Tone in Crime and Punishment
By "Later on..." at the start of this paragraph, Dostoevsky relates the thoughts that Raskolnikov has much later in his life regarding this moment in time. He realizes that there was no reason for him to go home through the Hay Market, and he somewhat attributes this choice to it being predestined for him. This creates a sense of foreboding, as if the crime he intends to commit is outside of his control.
Dostoevsky portrays Raskolnikov in an incredibly ironic situation with these two men on either side of the pawnbroker's door. Raskolnikov is, just like Alyona Ivanovna was, hiding and pretending not to be home. This irony compounds on the scene to create an elevated sense of risk and suspense.
The description of Porfiry's facial expressions above are either being related to us through Raskolnikov's point of view or through Dostoevsky as an omniscient narrator.
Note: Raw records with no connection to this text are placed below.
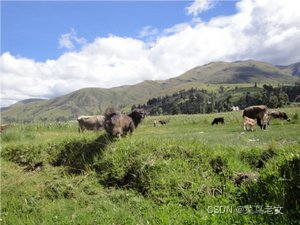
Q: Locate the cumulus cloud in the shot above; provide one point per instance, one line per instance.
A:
(148, 31)
(262, 30)
(199, 6)
(69, 40)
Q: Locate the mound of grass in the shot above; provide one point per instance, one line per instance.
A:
(160, 175)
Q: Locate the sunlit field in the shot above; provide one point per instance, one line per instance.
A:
(185, 172)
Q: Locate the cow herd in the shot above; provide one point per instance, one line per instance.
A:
(117, 124)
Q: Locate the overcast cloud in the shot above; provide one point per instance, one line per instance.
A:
(263, 30)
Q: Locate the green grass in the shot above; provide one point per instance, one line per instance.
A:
(160, 175)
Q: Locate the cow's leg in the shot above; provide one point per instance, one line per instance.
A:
(259, 123)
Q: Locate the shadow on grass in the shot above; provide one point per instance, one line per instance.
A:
(79, 155)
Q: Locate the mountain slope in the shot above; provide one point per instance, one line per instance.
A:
(96, 100)
(240, 72)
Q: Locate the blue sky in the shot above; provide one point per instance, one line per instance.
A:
(54, 48)
(32, 29)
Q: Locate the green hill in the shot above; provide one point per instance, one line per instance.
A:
(96, 100)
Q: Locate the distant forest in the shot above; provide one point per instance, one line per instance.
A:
(195, 100)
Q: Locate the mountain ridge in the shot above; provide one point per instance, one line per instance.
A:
(96, 100)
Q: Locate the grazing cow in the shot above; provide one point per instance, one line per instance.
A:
(95, 122)
(258, 112)
(218, 120)
(163, 122)
(235, 108)
(248, 122)
(278, 115)
(117, 124)
(3, 127)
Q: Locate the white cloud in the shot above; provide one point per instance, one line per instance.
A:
(69, 40)
(199, 6)
(148, 31)
(261, 30)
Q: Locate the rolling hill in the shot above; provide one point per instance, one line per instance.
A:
(96, 100)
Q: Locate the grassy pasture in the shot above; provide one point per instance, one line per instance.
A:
(51, 174)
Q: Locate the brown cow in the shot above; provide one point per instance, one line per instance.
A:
(95, 122)
(278, 115)
(258, 112)
(3, 127)
(117, 124)
(248, 122)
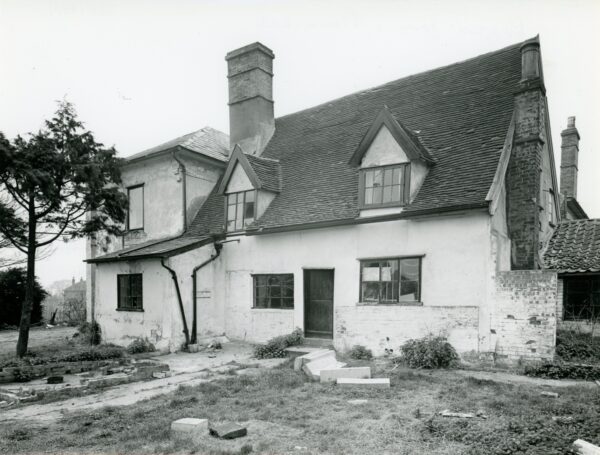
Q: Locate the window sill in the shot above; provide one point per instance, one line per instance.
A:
(390, 304)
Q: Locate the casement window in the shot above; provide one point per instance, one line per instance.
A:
(581, 298)
(241, 209)
(385, 186)
(390, 280)
(135, 213)
(129, 292)
(274, 291)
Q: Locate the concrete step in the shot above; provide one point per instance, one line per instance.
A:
(319, 354)
(350, 373)
(374, 382)
(313, 369)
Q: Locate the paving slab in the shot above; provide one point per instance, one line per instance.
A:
(374, 382)
(336, 373)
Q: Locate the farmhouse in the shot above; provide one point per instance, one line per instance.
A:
(424, 205)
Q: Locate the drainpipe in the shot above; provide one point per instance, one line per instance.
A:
(184, 192)
(218, 247)
(174, 276)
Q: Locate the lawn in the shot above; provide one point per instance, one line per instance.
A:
(287, 414)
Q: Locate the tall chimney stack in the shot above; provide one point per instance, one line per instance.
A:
(568, 160)
(251, 115)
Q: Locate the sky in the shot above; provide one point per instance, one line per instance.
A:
(143, 72)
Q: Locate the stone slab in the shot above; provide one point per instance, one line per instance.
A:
(227, 430)
(336, 373)
(374, 382)
(190, 426)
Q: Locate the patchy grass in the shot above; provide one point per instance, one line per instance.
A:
(287, 414)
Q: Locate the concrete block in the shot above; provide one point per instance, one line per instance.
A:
(190, 426)
(375, 382)
(585, 448)
(336, 373)
(299, 362)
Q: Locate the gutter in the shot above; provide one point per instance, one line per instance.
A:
(174, 277)
(184, 190)
(371, 219)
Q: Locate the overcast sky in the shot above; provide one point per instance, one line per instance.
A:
(143, 72)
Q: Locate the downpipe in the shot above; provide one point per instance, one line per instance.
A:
(174, 277)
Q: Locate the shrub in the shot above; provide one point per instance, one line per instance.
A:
(140, 345)
(577, 346)
(429, 352)
(359, 352)
(91, 332)
(275, 347)
(560, 370)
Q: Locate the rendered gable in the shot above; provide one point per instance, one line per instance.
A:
(238, 181)
(384, 150)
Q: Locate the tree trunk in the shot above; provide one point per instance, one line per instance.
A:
(30, 285)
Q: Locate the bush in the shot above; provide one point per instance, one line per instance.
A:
(559, 370)
(429, 352)
(91, 332)
(140, 345)
(359, 352)
(275, 347)
(577, 346)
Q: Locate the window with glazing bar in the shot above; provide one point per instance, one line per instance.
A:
(390, 280)
(240, 210)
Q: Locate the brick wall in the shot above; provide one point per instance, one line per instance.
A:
(524, 317)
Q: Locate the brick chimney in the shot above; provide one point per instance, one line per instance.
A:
(251, 115)
(523, 179)
(568, 159)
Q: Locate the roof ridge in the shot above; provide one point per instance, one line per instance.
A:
(422, 73)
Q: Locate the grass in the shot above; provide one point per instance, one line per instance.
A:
(287, 414)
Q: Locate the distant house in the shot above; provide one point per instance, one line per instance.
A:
(420, 206)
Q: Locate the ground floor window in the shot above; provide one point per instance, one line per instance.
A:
(129, 292)
(390, 280)
(581, 298)
(274, 290)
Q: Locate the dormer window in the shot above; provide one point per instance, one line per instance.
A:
(240, 210)
(385, 186)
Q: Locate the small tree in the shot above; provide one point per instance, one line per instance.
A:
(12, 296)
(52, 179)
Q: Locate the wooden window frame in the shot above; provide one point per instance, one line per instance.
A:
(405, 184)
(254, 291)
(227, 196)
(129, 188)
(129, 307)
(419, 300)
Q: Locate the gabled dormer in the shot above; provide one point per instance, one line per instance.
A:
(249, 185)
(392, 164)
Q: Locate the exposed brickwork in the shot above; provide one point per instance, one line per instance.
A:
(524, 316)
(388, 327)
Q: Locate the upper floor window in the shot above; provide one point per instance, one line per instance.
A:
(135, 214)
(390, 280)
(240, 210)
(385, 186)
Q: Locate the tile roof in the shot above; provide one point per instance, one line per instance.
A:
(155, 248)
(207, 141)
(574, 247)
(268, 172)
(460, 113)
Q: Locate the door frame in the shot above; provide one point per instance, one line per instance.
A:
(305, 296)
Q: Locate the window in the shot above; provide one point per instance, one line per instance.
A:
(129, 292)
(274, 291)
(240, 210)
(385, 186)
(582, 298)
(135, 214)
(390, 280)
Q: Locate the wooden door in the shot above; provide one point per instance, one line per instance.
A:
(318, 303)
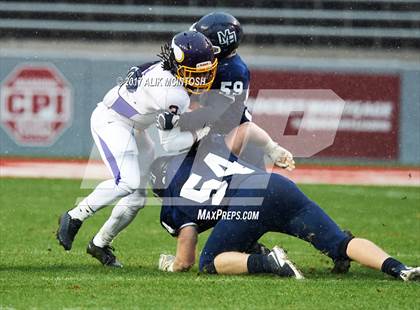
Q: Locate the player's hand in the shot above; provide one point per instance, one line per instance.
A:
(167, 120)
(280, 156)
(166, 262)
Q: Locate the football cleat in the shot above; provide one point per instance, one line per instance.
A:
(104, 255)
(282, 266)
(67, 230)
(342, 265)
(410, 274)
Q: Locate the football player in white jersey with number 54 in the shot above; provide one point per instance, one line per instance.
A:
(118, 124)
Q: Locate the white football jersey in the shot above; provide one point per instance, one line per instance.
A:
(158, 90)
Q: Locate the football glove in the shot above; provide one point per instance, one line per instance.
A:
(132, 79)
(280, 156)
(167, 120)
(166, 262)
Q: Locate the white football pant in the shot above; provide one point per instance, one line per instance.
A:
(128, 153)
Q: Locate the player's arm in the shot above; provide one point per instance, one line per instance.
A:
(205, 115)
(172, 139)
(185, 252)
(251, 132)
(176, 141)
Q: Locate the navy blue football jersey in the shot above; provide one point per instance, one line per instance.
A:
(224, 105)
(203, 179)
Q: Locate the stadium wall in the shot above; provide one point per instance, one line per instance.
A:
(54, 121)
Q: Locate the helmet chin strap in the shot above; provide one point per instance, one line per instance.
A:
(231, 54)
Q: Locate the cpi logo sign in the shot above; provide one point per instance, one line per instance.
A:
(35, 104)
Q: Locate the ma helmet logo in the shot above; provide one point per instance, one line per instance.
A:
(226, 37)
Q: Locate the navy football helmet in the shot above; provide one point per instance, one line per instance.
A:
(190, 57)
(223, 30)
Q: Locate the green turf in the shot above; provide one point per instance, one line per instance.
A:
(36, 273)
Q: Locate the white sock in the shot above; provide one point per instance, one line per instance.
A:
(123, 214)
(104, 194)
(82, 211)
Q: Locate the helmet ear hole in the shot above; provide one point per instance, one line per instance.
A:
(216, 49)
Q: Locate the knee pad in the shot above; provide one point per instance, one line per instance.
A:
(134, 201)
(342, 247)
(129, 185)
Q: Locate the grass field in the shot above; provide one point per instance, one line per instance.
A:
(36, 273)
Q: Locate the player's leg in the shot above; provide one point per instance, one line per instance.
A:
(127, 207)
(224, 250)
(309, 222)
(370, 255)
(118, 150)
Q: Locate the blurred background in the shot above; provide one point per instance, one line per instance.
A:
(58, 59)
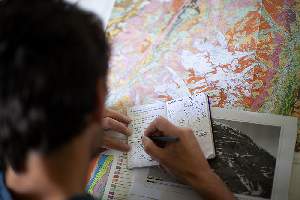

However, Dostoevsky deliberates uses this ambiguity to make it unclear for the readers to know if Porfiry actually does have knowledge of Raskolnikov's crime at this point, which adds to the tension of the scene.
Dostoevsky personally introduces his own voice into the narrative in this section. By choosing to do this and end the chapter in this way, he creates a tragic but hopeful end to this part of the story with Razumihin finally coming to an implicit understanding with Raskolnikov and resolving to do his utmost to help Dounia and Pulcheria Alexandrovna.